My brother and sister are really angry with my parents. They say we had a terrible childhood because my father was often absent and my mother pitted us against each other to maintain control. There was a lot of discussion.

But that’s only half the story. I know my parents loved us all very much and tried to give us a good childhood. We always had homemade food and stories. Today, my parents try to make amends, but my brother and sister just don’t see it. They are so judgmental and to be honest I think they are a bit ungrateful. I feel caught in the middle. What can I do?

Eléonore says: Shouldn’t one of us be wrong? That’s the plea on both sides of a family disagreement like this, I think. One person says “it was totally unacceptable”, the other says “it wasn’t”; we know we can’t both be right, so disagreement feels like an accusation that we’re the ones seeing things incorrectly.

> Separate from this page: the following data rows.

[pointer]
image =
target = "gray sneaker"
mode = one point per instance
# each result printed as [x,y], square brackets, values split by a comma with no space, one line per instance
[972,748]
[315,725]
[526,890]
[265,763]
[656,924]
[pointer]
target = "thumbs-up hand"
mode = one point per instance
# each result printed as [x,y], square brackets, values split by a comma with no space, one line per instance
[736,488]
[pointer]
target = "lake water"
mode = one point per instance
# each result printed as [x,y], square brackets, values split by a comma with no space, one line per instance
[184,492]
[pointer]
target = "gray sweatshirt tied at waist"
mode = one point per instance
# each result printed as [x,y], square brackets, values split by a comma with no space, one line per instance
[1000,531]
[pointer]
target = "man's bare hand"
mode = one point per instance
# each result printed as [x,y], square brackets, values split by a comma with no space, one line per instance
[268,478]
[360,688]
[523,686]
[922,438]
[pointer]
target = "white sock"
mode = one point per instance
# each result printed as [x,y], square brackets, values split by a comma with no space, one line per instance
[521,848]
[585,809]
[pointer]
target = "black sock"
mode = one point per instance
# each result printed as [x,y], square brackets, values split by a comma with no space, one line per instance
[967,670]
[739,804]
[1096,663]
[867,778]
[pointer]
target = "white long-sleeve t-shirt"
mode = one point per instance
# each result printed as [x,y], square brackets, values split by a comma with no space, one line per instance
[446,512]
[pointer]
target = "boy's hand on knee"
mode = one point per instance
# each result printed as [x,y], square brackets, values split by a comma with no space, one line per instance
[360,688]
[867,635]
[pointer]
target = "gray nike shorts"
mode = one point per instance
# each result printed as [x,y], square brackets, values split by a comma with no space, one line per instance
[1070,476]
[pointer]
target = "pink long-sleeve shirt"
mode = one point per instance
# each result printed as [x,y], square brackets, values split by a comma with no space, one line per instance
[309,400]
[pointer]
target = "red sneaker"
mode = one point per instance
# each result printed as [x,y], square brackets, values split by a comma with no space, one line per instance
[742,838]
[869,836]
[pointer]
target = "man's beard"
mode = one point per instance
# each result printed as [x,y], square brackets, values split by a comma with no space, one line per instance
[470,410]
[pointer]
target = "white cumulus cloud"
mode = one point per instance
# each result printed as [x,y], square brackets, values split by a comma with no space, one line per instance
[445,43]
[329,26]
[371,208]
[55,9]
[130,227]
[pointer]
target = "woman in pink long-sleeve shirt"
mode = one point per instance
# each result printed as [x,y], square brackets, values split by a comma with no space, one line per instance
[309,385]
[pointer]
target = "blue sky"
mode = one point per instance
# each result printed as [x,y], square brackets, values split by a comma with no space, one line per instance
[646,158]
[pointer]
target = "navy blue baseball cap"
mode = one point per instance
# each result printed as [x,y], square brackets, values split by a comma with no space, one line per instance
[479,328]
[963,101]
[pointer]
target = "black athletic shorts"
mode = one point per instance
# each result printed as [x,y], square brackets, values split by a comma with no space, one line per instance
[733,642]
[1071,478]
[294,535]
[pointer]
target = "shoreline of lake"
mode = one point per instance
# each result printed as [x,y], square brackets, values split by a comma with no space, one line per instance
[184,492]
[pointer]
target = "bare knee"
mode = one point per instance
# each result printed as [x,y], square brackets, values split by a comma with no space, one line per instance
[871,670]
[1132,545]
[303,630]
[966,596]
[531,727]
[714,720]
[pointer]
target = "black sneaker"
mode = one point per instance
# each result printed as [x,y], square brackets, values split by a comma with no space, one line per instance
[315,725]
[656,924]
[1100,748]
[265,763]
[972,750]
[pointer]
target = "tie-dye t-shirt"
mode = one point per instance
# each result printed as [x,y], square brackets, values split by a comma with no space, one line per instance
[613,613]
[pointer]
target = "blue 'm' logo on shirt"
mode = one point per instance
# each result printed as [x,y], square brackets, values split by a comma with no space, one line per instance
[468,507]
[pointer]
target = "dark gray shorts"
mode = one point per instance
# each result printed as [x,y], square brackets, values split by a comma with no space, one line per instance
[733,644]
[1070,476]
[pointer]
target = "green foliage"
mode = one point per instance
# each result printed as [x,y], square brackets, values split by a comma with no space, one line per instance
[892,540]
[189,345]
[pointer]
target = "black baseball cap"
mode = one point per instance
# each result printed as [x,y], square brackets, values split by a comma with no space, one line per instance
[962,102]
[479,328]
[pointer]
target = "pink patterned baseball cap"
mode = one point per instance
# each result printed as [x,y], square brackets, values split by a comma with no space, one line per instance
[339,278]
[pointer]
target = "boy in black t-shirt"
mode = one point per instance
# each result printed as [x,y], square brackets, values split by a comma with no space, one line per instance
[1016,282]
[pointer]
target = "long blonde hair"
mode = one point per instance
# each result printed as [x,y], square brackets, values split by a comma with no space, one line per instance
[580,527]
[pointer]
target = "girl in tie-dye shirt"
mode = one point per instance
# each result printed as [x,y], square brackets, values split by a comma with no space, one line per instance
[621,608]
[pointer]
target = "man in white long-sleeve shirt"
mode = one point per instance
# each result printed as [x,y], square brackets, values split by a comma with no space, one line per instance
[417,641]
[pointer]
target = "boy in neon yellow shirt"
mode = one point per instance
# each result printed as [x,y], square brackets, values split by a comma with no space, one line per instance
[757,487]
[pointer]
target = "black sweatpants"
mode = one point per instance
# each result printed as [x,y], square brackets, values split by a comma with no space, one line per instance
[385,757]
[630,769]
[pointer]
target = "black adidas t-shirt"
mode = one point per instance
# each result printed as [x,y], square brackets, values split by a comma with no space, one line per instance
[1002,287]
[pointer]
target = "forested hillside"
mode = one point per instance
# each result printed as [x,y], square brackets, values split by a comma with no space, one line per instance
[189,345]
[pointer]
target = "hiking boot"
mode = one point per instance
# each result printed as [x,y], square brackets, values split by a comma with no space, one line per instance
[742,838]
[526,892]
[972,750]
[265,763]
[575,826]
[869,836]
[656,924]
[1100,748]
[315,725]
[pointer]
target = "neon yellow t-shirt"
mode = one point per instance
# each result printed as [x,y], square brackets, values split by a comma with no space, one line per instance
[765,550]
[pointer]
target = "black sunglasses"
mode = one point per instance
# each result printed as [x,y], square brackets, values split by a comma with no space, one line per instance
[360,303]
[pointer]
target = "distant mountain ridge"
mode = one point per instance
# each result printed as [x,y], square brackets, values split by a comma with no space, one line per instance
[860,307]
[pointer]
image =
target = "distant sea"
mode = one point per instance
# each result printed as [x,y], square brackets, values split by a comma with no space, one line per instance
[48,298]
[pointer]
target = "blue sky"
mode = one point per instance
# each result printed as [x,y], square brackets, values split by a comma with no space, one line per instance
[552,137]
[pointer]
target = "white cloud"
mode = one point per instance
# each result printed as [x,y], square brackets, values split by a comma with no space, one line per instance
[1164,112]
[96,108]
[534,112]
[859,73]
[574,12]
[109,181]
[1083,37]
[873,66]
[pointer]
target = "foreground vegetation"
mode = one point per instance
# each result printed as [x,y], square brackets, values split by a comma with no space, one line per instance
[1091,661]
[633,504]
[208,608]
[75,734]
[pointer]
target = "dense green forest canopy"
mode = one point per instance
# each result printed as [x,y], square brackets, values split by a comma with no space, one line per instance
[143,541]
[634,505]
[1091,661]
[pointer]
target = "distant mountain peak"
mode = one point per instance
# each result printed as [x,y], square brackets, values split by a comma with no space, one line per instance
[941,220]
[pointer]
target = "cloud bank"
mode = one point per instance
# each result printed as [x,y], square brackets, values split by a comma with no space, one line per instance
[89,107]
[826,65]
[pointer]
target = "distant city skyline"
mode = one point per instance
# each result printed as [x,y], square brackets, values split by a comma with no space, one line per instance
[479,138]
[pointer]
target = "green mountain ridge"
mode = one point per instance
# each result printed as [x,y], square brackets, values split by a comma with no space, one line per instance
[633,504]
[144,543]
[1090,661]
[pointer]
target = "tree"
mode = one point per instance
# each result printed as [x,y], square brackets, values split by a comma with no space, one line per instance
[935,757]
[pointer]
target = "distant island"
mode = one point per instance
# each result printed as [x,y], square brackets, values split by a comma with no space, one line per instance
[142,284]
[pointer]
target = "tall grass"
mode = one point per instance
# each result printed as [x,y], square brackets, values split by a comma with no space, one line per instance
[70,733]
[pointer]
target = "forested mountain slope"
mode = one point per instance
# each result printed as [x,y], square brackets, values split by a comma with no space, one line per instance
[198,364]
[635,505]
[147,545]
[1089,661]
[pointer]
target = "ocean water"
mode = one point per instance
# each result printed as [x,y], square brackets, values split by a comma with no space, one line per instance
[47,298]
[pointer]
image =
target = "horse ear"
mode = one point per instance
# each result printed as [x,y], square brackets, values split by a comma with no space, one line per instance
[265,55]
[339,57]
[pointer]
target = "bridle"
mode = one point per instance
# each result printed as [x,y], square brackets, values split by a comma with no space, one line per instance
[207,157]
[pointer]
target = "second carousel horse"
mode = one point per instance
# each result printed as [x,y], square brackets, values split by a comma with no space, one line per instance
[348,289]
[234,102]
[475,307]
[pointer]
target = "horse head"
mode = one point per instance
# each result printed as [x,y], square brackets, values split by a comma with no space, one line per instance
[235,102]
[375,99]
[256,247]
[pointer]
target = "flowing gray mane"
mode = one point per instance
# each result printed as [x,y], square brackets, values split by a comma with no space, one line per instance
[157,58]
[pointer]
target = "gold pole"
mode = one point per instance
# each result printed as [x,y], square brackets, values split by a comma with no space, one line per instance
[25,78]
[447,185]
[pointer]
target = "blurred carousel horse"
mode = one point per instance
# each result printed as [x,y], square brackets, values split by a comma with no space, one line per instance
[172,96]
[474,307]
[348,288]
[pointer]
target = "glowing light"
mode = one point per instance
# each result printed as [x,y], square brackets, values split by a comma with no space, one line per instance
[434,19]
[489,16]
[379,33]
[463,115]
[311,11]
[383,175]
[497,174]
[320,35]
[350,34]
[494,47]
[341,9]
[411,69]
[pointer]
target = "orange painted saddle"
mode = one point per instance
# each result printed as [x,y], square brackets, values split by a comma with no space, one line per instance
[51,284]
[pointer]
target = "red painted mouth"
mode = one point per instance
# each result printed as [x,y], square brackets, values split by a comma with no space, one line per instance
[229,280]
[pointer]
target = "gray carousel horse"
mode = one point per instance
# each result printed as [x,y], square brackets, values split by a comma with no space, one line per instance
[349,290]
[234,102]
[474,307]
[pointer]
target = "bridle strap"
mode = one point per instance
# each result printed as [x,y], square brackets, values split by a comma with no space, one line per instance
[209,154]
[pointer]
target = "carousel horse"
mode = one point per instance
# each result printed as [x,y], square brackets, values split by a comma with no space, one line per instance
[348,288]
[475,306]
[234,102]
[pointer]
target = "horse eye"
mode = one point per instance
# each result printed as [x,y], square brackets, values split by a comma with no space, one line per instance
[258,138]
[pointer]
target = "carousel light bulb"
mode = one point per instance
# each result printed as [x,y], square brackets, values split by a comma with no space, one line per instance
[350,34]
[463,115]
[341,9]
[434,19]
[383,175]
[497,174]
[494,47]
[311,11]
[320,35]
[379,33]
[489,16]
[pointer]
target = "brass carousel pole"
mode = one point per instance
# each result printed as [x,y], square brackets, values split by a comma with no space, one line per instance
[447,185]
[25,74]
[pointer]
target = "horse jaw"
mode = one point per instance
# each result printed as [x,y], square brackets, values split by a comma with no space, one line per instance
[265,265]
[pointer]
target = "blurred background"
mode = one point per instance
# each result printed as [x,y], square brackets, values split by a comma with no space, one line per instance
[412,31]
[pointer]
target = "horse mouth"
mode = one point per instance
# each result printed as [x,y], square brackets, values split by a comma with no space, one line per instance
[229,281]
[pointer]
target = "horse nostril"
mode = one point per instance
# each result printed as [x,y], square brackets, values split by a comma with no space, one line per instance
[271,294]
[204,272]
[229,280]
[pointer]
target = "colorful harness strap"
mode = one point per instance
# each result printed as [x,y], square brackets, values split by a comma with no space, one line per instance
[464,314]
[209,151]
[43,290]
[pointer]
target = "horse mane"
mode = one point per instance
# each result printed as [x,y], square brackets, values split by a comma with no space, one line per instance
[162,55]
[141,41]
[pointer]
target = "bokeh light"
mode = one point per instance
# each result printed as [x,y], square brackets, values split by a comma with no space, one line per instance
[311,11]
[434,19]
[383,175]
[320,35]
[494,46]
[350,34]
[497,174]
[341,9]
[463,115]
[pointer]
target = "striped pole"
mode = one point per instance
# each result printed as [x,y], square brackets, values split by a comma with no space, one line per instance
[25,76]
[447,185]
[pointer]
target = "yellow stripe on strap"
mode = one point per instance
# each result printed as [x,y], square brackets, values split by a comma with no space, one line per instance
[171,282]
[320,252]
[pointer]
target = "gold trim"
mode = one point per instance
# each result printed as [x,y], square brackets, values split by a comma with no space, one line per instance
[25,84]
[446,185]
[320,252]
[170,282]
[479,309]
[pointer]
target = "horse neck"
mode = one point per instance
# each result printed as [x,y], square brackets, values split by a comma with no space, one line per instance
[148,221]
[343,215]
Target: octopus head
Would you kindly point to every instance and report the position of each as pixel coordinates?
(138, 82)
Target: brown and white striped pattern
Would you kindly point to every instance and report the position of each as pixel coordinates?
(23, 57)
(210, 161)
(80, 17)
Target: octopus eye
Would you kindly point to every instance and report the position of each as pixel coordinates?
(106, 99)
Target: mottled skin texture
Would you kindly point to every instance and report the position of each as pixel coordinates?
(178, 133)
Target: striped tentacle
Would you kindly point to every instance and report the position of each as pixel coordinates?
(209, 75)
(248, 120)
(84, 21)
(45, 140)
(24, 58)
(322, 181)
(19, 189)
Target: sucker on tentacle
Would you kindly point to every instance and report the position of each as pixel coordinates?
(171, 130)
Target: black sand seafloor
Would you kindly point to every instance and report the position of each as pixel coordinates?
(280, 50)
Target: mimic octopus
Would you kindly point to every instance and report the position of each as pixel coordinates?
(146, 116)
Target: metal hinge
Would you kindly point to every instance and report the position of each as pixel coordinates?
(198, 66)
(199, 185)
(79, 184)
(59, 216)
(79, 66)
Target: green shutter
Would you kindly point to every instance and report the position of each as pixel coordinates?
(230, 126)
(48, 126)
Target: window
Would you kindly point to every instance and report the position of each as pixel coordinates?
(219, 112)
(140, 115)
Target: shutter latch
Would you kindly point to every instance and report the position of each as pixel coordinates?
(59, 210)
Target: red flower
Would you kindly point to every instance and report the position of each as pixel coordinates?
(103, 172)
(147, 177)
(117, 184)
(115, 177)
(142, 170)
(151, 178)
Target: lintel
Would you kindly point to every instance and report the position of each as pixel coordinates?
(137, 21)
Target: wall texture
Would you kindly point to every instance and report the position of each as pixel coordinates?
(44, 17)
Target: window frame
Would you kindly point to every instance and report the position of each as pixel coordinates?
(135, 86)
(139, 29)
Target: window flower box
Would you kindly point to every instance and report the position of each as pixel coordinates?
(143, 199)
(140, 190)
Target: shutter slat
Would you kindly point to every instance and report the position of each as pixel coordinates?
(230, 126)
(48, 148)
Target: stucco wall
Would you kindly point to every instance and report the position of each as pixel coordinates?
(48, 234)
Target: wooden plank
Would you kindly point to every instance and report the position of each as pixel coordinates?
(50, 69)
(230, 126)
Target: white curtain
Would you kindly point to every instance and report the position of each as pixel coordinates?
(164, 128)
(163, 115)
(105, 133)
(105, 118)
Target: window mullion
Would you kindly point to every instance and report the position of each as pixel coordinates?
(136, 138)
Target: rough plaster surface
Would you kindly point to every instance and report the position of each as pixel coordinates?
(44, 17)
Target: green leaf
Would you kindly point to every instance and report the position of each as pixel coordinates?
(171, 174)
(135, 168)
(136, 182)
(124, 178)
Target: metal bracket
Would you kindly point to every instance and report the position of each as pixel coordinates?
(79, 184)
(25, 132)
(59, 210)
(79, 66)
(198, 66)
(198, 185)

Sometimes when you try to talk about this impasse with other people, they fall back on “family things are all subjective.” That’s good, but it doesn’t go very far. The whole problem is that you and your siblings both feel like you’re telling the truth, the truth with fists. It was or was not acceptable parenting, just like it was raining or not raining yesterday. The facts from your childhood are important, which means it’s also important to be wrong.

One thing that can help break this impasse is to ask yourself whether you disagree about what happened or whether you disagree about how to weigh these elements in the moral accounting.

For example, do you think parents should be judged by whether they did their best or by what they actually did? Are we talking about degree of difficulty or absolute performance? Yes, they shouted this horrible thing, but how many jobs did they have? What support did they have, how hard was life for them, what knots in their heads did they inherit from their own parents?

Another big divide is whether we focus on what parents are today or what they were back then. Some people look at a memory from 20 years ago and see a blurry, sepia-toned moment, like an interaction between acquaintances we knew. Others view it in high resolution because the pain appears to have happened today.

And a really huge discrepancy is the extent to which you think you can participate in your parents’ evaluation. For some people, this is how important patterns and issues can be named. To others, it seems like hypocrisy or judgment.

This type of macroeconomic dispute may explain why the conflict seems so intractable. Your brothers and sisters say, “Don’t you see, they hurt us very badly. » You say, “Don’t you see, they were trying. » You both speak the truth, but neither feels heard; the cogs turn but do not come together.

You asked what you could do. One threat here is that you end up against each other again, whether by accident or not. To avoid becoming a middleman or conflict manager, you may want to choose phrases to repeat like a broken record on each side.

To your brothers and sisters; a sentence that expresses “I don’t agree with you” without saying “your memories are false”. Maybe something like: “I’m not asking you to forgive them, I’m just asking you to allow me to feel differently. »

And to your parents, something that expresses that you won’t relay messages or weigh in on conflicts, like: “I love you, I don’t want to be the referee.” » If you don’t produce any reactions other than these phrases when the topic comes up, you might find yourself in such a stalemate that they all stop trying to engage you.

The truth about any family is so long and complex that it is very difficult for one person to see it all at once, if ever. You and your siblings could each tell the truth about the parts you watch. If you want to maintain a relationship with everyone here, perhaps the trick is not to dispute events, but to say that you are allowed to evaluate them differently.